Well I really hope that you were easily able to transition out of paste-up because it kind of blows me away how quickly that whole craft just got clobbered. Just like my uncle that specialized in atlas publishing-- luckily he was able to hang on long enough to retire.
I agree that people do want to be creative, and I don't think that people are going to let Gen AI supplant that for them. However, the lower-end of the creative markets doing the low-end high-volume work-- think folks shotgunning out template-based logos on Fiverr-- are the ones that have already been displaced in large numbers, and there are far more of them. While they generally don't have the right skillset to do the higher-end work, their seeing that as the only viable career move is majorly fucking up companies' ability to find workers and vice versa, and for employers that don't know any better, they think the market is saturated which is bringing down wages.
Also, clueless executives just don't realize that having a neural network generate a "80% right" version of your work in a flat PNG file will take more effort to mold into shape for higher-end work than starting from scratch, so they've been making big cuts. A coworker on a contract also works in an animation house that fired their entire concept art department and replaced them with prompt monkeys making half as much money-- the problem was that standard art director changes-- e.g. I want this same exact image and garment, just make those lapels look a little fuller and softer but with sharper angles at the end, and change the piping on that jacket from green to purple-- might have been half an afternoon for a professional concept artist but would be DAYS of work to get art-director right using neural network tools... if for no other reason that the prompt writers just don't have the traditional visual art sophistication to even realize when they've got an appropriate solution, because learning that is a lot harder than learning to draw, and you learn that when you learn how to draw. So all the time they saved on the initial illustration was totally sucked up by art directors not being able to iterate even a tenth as quickly as they used to, and fast iteration was the major selling point for Gen AI to begin with. It simply does not do the task if you absolutely require specificity, and having a raster non-layered png that looks like it already went through post is a beast to edit, even for a skilled post-prod person. Well, three months later, they canned the prompt engineers and were begging their concept artists to come back and work for them again. What a waste of everything.

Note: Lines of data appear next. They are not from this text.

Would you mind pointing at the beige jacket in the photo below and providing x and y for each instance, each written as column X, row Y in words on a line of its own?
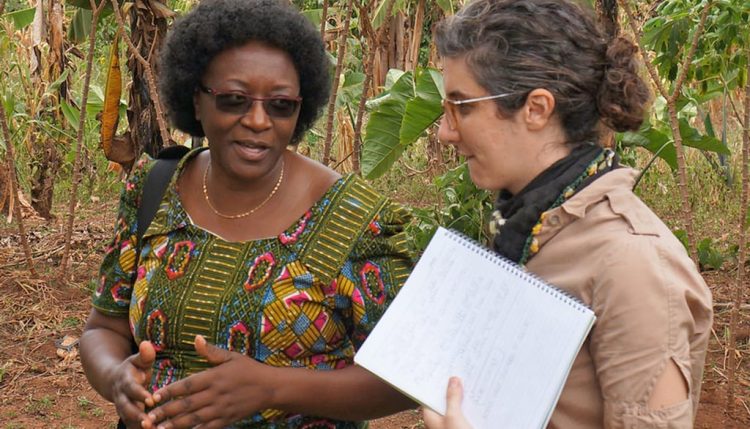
column 606, row 247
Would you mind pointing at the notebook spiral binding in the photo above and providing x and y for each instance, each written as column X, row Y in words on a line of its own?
column 517, row 270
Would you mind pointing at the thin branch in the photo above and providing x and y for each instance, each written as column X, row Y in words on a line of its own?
column 336, row 79
column 739, row 287
column 11, row 165
column 689, row 57
column 638, row 36
column 736, row 110
column 369, row 72
column 79, row 138
column 674, row 123
column 323, row 20
column 149, row 74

Why do I even bother torturing myself in forums like this by giving a real-world creative industry counterpoint to the tech crowd perspective, despite many of the most vocal ones being smug, patronizing, and self-aggrandizing? Maybe one executive out there will read this stuff and say "Hmm... maybe I should actually talk to people that work in this field that I trust to see if it's really beneficial to replace our [insert creative department] rather than relying on software execs and their marketing people say is feasible."

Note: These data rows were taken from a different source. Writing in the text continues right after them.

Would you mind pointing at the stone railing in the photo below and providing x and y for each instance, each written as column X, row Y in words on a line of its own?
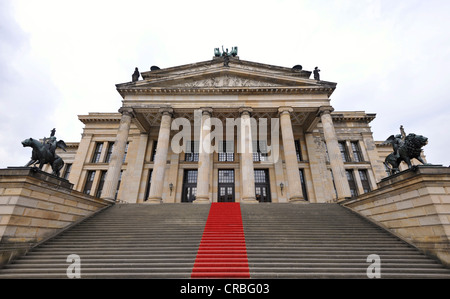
column 414, row 205
column 35, row 205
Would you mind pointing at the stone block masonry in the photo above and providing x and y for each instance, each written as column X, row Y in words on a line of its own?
column 415, row 205
column 35, row 205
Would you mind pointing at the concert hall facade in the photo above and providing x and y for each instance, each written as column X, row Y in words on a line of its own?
column 226, row 130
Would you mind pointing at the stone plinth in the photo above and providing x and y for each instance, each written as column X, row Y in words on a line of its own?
column 415, row 205
column 35, row 205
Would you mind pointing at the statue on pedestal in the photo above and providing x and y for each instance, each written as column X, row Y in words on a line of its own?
column 406, row 148
column 45, row 152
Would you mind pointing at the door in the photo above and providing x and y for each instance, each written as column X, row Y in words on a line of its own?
column 189, row 185
column 262, row 185
column 226, row 185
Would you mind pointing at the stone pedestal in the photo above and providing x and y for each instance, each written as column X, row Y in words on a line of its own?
column 415, row 205
column 35, row 205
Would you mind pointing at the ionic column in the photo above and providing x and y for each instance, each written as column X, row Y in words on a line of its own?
column 115, row 164
column 290, row 156
column 162, row 148
column 204, row 161
column 247, row 172
column 336, row 163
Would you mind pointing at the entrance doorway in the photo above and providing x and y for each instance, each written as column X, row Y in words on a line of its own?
column 262, row 185
column 226, row 185
column 189, row 185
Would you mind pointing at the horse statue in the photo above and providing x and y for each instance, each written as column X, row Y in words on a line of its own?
column 44, row 152
column 405, row 148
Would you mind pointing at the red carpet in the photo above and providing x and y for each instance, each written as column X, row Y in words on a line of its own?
column 222, row 252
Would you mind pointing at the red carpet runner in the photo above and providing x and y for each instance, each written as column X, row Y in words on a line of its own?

You can make the guidance as superficial or detailed as you like. Input detailed descriptions, use real images as reference, you can spend a minute or a day on it. If you prompt "cute dog" you should expect generic outputs. If you write half a screen with detailed instructions, you can expect it to be mostly your contribution. It's the old "you're holding it wrong" problem.
BTW, try to input an image in chatGPT or Claude and ask for a description, you will be amazed how detailed it can get.